Different people have different stories on how they broke even, either in their careers or in business. Some attribute their successes to great referrals, others to education while others (in business) have that one client who promoted them in their first trials.
While others count themselves ‘lucky’, there are those who had a hard circumstance in their workplace that propelled them to instant success, commonly referred to as a blessing in disguise.
The story of Catherine Muringo could be a mixture of all of the above. In a recent interview with NTV, Ms Muringo said that she bought her first car three months after venturing into mitumba (second-hand clothes) business.
Sharing her success story, Ms Muringo said that she was fired from her work in 2016, forcing her to shift to Mitumba business, where she counts herself lucky.

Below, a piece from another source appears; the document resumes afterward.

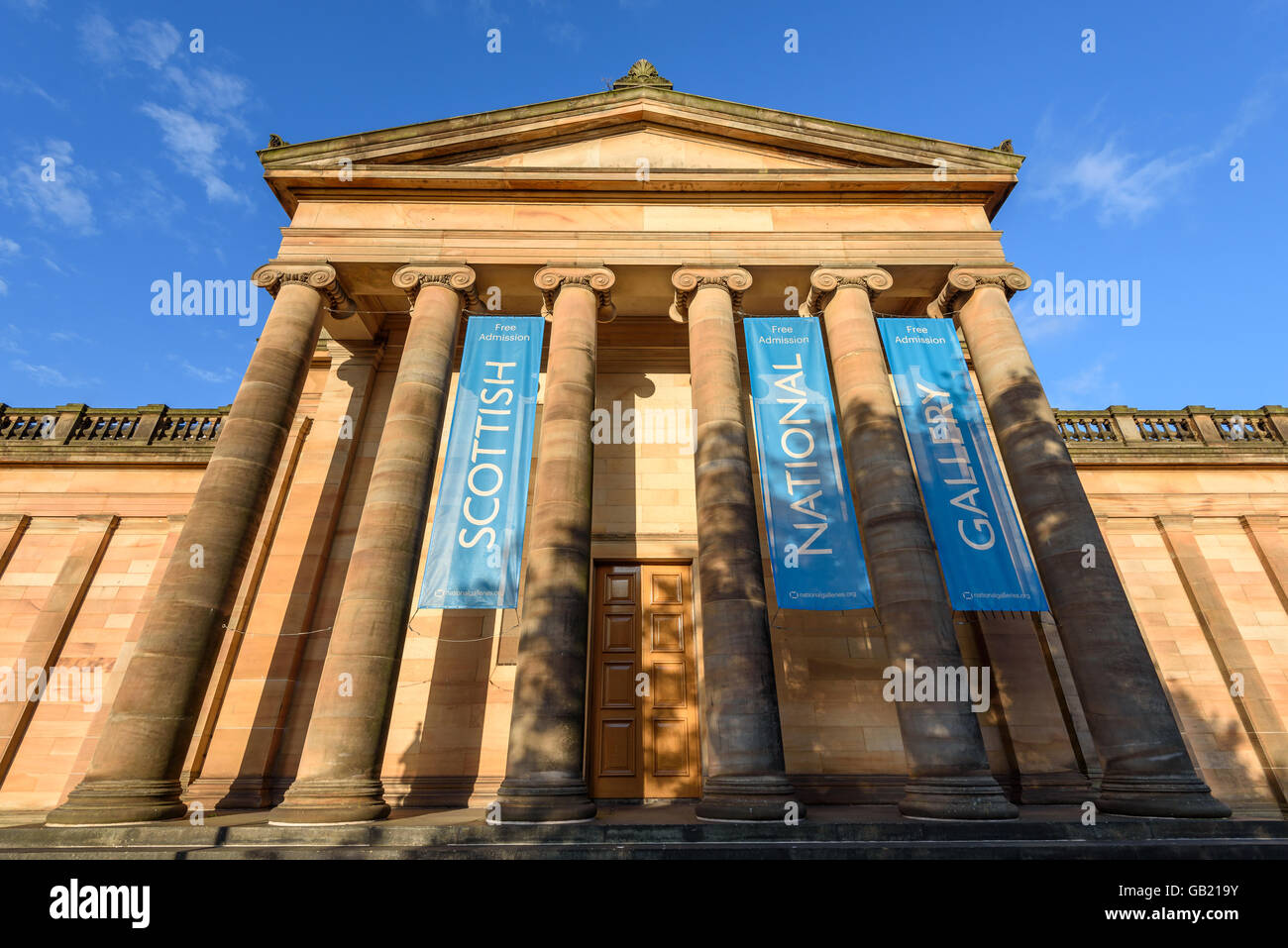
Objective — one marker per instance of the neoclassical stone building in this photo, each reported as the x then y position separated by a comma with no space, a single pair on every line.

“I came from employment direct to business, I actually didn’t have an idea. A friend told me just try mtumba, it has a lot of money. The same week that I got fired is the same week that I started business and believe it or not things were not bad. I bought some ‘camera’ from Korogocho market and the first customer that I got bought everything,” she explains.

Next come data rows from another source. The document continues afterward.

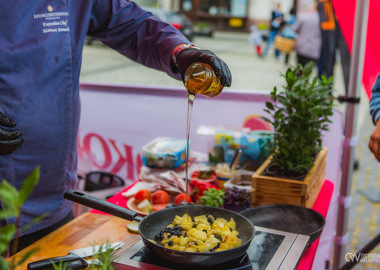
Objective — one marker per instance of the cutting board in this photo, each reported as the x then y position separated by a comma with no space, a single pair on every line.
86,230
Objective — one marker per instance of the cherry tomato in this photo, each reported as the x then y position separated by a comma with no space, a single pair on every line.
160,196
141,195
182,198
159,206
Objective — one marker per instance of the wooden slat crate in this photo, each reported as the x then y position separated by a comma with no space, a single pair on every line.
275,190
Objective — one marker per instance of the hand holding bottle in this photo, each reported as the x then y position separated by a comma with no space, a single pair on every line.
10,140
195,63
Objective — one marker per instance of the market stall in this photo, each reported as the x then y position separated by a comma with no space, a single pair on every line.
111,139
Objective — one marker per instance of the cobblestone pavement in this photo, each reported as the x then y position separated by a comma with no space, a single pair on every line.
249,71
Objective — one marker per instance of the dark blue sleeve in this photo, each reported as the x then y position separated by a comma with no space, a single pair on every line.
374,103
135,33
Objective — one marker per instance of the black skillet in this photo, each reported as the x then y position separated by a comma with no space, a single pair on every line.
288,218
152,224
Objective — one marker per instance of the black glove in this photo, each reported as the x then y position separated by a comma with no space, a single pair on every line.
189,56
10,140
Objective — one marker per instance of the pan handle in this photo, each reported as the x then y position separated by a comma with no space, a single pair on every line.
101,205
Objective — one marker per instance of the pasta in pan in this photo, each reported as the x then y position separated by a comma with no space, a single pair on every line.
203,234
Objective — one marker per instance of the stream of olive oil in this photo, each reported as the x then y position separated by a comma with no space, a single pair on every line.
189,110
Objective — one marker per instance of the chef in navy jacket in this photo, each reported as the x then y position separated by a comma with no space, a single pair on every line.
41,45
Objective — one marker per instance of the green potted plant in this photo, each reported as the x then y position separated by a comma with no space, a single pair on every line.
300,111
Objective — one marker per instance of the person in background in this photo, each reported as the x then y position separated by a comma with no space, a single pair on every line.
41,54
307,26
277,21
374,104
255,39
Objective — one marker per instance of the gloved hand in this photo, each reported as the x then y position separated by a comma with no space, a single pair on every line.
10,140
189,56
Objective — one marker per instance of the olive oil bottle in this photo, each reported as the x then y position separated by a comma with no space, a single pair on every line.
200,79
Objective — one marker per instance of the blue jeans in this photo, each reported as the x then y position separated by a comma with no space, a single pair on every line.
270,41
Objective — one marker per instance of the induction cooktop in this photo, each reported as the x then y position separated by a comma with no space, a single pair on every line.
269,249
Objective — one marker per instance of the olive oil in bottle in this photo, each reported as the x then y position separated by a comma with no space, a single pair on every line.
200,79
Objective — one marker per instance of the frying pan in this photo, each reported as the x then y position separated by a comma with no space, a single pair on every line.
288,218
152,224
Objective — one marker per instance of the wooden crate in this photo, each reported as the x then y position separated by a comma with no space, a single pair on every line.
275,190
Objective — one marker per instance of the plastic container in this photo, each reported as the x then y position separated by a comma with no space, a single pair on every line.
200,79
223,173
238,191
204,176
163,152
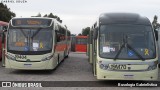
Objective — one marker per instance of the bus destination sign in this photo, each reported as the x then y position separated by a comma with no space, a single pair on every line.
31,22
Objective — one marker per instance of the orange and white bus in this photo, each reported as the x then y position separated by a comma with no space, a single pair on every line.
81,44
36,43
3,26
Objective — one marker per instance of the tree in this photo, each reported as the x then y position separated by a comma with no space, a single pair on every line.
54,16
85,31
6,14
155,25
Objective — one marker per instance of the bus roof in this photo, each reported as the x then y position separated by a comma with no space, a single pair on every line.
2,23
123,18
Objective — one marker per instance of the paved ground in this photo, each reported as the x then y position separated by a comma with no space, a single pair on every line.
74,68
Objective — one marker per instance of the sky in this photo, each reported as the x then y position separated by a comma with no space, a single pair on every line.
79,14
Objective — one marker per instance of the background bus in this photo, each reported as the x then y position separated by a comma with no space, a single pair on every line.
123,47
81,44
36,43
3,26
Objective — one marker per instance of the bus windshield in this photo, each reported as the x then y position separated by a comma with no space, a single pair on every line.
29,40
126,42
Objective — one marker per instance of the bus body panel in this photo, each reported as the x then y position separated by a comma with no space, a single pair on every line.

In her first business, Ms Muringo says that she invested Ksh2,000 to buy her first bale. When the first customer came, she bought everything leaving her shop empty, but with money of course.
“My shop was empty, it was just me and the few clothes. She came, parked outside and bought all of them (clothes). She returned my money, and some profits, and I was like ‘this is not really bad’. From there I afforded a Ksh9,000 worth bale from the savings,” she narrates.

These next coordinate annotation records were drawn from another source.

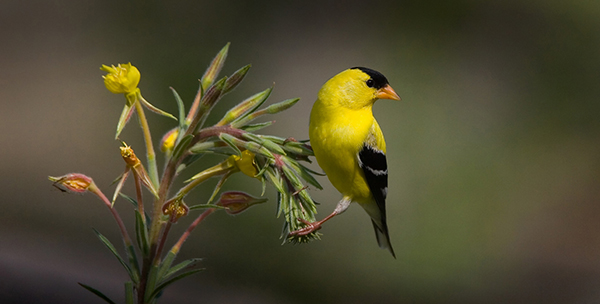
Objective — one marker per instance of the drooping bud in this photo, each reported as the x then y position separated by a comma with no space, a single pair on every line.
73,182
238,201
175,209
137,168
121,79
129,156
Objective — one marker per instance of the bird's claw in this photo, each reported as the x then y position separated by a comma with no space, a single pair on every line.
310,228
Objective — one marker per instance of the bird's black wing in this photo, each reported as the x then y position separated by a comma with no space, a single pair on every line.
374,165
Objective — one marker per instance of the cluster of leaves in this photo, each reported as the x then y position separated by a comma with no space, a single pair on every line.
271,159
278,159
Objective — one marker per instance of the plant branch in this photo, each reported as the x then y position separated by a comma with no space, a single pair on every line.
150,155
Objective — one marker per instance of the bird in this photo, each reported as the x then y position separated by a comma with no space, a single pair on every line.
349,145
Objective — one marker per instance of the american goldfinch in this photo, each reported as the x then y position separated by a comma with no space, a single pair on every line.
349,145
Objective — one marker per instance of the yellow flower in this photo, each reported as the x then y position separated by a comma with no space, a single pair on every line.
121,79
167,143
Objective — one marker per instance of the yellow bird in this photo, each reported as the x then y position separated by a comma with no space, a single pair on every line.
349,145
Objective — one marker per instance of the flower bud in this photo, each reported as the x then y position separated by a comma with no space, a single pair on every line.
121,79
215,67
237,201
246,163
167,143
129,156
73,182
175,209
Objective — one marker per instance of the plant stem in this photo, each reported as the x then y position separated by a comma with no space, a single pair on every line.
138,192
163,239
150,155
187,232
115,215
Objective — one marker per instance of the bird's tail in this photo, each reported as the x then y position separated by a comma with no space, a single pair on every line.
383,237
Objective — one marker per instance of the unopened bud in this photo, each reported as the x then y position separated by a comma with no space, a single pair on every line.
73,182
129,156
237,201
175,209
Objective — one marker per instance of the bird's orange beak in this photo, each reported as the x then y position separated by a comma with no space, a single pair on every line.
387,93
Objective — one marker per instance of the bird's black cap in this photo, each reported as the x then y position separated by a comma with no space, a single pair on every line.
379,81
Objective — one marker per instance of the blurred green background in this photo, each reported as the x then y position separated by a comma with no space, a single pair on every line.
494,151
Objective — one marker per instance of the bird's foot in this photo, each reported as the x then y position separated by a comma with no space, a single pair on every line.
310,228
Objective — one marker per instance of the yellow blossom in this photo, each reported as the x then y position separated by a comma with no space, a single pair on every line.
121,79
168,141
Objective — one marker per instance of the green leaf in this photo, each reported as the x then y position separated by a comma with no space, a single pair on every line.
213,70
230,141
124,118
187,161
212,96
185,264
165,265
134,203
154,109
129,292
181,110
162,286
256,126
151,283
245,107
112,249
301,170
97,292
141,233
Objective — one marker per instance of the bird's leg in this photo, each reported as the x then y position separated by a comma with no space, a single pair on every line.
314,226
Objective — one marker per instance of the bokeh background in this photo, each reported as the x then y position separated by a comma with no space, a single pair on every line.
494,151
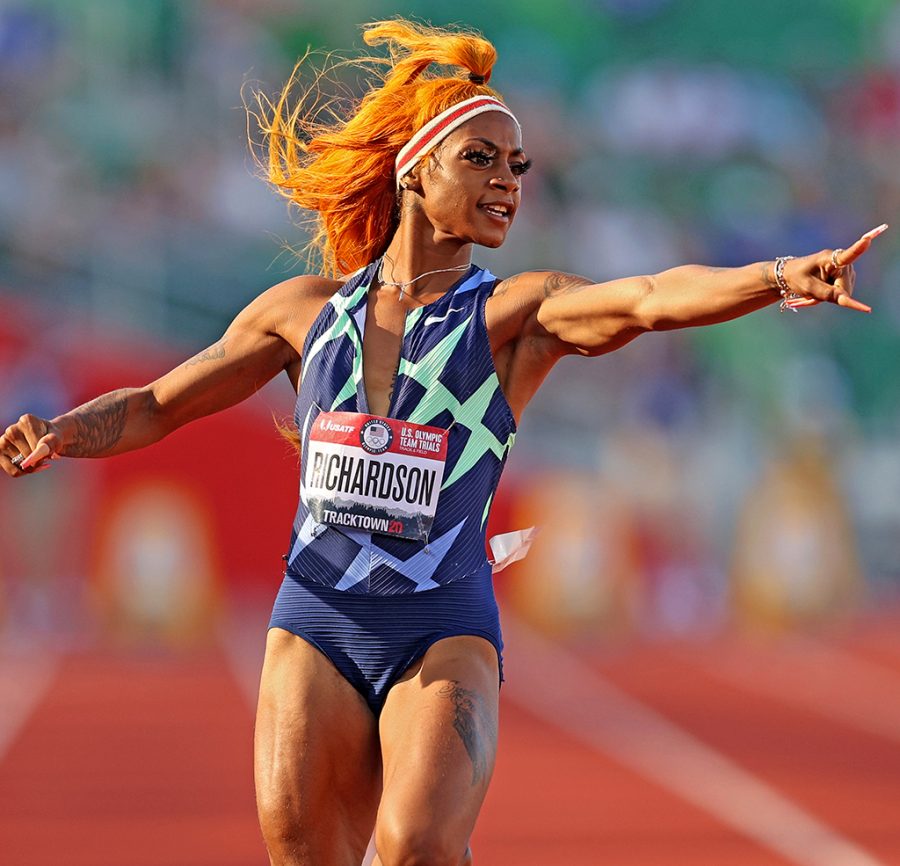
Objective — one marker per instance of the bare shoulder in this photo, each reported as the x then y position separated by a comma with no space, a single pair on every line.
514,305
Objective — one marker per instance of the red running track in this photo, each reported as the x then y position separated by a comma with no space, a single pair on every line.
138,759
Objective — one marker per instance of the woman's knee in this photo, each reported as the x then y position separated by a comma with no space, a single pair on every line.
400,843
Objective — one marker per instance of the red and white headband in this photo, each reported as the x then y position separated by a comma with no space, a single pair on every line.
441,126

Ms Muringo later would get into business full-swing, buying and selling bales of second-hand clothes, although she says she was employed by an established mitumba seller.
After three months, Ms Muringo shifted her focus to Gikomba market where she opened a shop after learning the ropes.
“The shop was worth Ksh25,000. I paid (for) the shop and started with my two bales and I (got) customers, with no bales, with nothing. I got lots of them and things were so good. Within the first month I bought my first car. By December I bought my Nissan X-trail worth Ksh700,000. It was an old one, but I could afford it,” she says.
She says that she spent all her savings to buy the car in December 2016, but was able to continue with business in January 2017, owing to her experience and booming business.
“When we closed in December 2016, I closed with nothing (I had no money since I had bought the car). In January I was able to start again and go on. I could pay school fees, pay rent… it was just smooth until 2020 when Corona came and Mtumba was banned,” she adds.
Ms Muringo however laments that the combination of Covid-19 and the 2022 General Elections in Kenya have slowed down her business, saying that she is currently struggling with the business.
In an interview with The New York Times in 2020, Ms Muringo revealed that she had her customers in Kenya and in foreign markets like Botswana, Uganda and Tanzania.
“Kenyans love to go to the secondhand markets and spend hours looking and searching. Kenyans love the diversity of secondhand,” Muringo told the publication.